Point the frontend at your Koyeb backend
After your Koyeb backend is live, copy its public HTTPS URL (e.g. https://your-service-name.koyeb.app) and update the frontend config file:fr-v1/resources/assets/config.json
{
"url": "https://your-service-name.koyeb.app"
}
Commit and push this change. The frontend JavaScript reads this file at runtime to know where to send API requests. Redeploy the Render site
Trigger a manual redeploy from the Render dashboard (or let the auto-deploy on push handle it). Once the deploy finishes, the frontend will reach the live backend.
The backend uses pg.Pool (src/database.js) to connect to a PostgreSQL instance. The reference deployment targets Azure Database for PostgreSQL - Flexible Server, which enforces SSL and provides a managed, scalable database with automatic backups.Create an Azure Database for PostgreSQL - Flexible Server
In the Azure Portal, navigate to Create a resource → Databases → Azure Database for PostgreSQL and select Flexible Server. Choose a region close to your Koyeb deployment region to minimise latency.
Note connection details
After provisioning, record the following values — you will need them as environment variables in Koyeb:| Variable | Where to find it |
|---|
DB_HOST | Server FQDN, e.g. your-server.postgres.database.azure.com |
DB_NAME | Database name you created |
DB_USER | Admin username set during provisioning |
DB_PASSWORD | Admin password set during provisioning |
Enable SSL enforcement
In the Server Parameters blade, ensure require_secure_transport is set to ON. Then set DB_SSL=true in your Koyeb environment variables so that pg.Pool opens TLS connections.
Whitelist Koyeb egress IPs
In the Azure Networking blade for your PostgreSQL server, add firewall rules to allow inbound connections from Koyeb’s published egress IP ranges. Alternatively, enable Allow access to Azure services if both services are in the same Azure region.
Run schema migrations
Connect to the database using psql or your preferred client and run your migration scripts to create the tables required by the application (clients, products, and any configuration tables).
Set DB_SSL=true in Koyeb
Confirm that DB_SSL=true is present in your Koyeb service’s environment variable panel.

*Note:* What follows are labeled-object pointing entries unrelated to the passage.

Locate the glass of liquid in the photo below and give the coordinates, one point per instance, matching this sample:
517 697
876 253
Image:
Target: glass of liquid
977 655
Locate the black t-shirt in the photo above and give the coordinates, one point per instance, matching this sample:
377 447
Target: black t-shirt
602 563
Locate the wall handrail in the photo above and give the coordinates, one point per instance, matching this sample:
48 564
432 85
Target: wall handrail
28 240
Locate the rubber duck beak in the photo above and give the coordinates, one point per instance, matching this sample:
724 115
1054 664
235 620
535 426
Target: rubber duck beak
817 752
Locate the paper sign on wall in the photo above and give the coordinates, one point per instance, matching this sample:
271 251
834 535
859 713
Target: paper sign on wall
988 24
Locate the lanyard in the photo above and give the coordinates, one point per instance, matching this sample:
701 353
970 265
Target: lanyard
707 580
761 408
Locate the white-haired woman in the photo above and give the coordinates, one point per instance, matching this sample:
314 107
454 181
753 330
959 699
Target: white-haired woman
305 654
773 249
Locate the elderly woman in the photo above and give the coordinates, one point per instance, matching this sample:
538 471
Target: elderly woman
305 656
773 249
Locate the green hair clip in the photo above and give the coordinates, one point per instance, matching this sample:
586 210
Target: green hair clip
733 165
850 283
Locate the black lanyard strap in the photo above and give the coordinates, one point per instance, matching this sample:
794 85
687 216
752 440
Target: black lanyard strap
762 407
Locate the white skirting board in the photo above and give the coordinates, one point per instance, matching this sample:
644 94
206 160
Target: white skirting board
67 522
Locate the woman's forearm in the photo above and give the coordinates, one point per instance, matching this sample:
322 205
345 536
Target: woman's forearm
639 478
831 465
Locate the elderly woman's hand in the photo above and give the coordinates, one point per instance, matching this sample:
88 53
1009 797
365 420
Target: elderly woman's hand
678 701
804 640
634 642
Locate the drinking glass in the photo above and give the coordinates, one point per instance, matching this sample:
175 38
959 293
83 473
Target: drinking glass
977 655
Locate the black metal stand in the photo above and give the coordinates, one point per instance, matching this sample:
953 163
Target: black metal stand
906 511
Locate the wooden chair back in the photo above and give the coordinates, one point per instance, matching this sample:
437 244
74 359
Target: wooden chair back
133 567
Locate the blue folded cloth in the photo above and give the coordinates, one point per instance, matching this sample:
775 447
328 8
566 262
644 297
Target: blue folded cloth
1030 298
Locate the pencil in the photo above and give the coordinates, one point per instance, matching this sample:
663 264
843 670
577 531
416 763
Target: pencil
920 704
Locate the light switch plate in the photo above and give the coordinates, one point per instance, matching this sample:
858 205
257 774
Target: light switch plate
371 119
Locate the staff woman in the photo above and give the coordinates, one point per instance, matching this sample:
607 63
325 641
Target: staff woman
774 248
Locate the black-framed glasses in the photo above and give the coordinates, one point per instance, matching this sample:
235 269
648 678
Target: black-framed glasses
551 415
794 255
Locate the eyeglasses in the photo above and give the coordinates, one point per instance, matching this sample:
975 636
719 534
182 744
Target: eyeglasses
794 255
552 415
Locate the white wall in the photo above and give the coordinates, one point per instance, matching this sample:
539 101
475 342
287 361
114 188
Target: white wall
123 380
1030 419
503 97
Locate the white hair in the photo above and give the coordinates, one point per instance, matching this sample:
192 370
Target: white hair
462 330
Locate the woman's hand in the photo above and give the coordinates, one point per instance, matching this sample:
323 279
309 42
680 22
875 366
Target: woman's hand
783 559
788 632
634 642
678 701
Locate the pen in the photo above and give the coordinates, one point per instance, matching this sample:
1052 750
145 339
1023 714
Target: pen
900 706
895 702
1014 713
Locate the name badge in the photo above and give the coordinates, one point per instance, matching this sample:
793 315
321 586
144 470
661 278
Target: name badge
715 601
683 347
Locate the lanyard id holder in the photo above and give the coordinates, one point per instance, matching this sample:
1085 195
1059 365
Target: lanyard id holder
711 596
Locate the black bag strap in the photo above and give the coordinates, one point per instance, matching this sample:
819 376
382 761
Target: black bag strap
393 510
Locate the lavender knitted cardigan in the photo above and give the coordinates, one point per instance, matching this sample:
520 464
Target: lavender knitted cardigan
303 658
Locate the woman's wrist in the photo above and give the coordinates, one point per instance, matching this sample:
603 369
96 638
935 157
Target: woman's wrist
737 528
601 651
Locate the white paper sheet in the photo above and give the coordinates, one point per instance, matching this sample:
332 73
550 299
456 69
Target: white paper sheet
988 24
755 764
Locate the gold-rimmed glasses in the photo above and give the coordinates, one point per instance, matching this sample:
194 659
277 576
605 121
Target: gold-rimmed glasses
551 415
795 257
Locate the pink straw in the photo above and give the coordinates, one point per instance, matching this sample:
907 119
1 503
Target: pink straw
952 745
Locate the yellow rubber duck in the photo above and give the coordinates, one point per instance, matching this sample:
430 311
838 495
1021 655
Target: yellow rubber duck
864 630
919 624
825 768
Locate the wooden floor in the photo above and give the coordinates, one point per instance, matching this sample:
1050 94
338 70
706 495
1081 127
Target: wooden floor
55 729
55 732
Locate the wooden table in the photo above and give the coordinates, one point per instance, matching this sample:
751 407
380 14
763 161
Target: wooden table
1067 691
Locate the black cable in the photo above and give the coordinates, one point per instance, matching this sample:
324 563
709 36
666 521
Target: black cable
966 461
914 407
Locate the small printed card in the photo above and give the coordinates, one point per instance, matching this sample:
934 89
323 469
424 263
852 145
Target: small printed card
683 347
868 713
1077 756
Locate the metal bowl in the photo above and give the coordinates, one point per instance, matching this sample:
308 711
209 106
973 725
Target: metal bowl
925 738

The pg.Pool in src/database.js reads process.env.DB_SSL directly as the ssl option — without this, connections to Azure will be rejected.
Alternative Hosting Options
The three services above are the reference deployment, but the application has no hard dependency on any of them. Any hosting that can run Node.js 22 and expose environment variables will work.
| Layer | Reference | Alternatives |
|---|
| Backend | Koyeb | Railway, Fly.io, Heroku, any VPS with Node.js 22+ |
| Frontend | Render (Static Site) | Vercel, Netlify, GitHub Pages, Cloudflare Pages |
| Database | Azure Database for PostgreSQL | Supabase, Neon, Railway PostgreSQL, self-hosted |
For local development, spin up a PostgreSQL instance with Docker so you don’t
need a cloud database at all:docker run \
--name factus-pg \
-e POSTGRES_PASSWORD=yourpass \
-e POSTGRES_USER=youruser \
-e POSTGRES_DB=factus \
-p 5432:5432 \
postgres:16
Then set DB_HOST=localhost, DB_SSL=false (or omit DB_SSL) in your local
.env file and start the backend with npm run dev.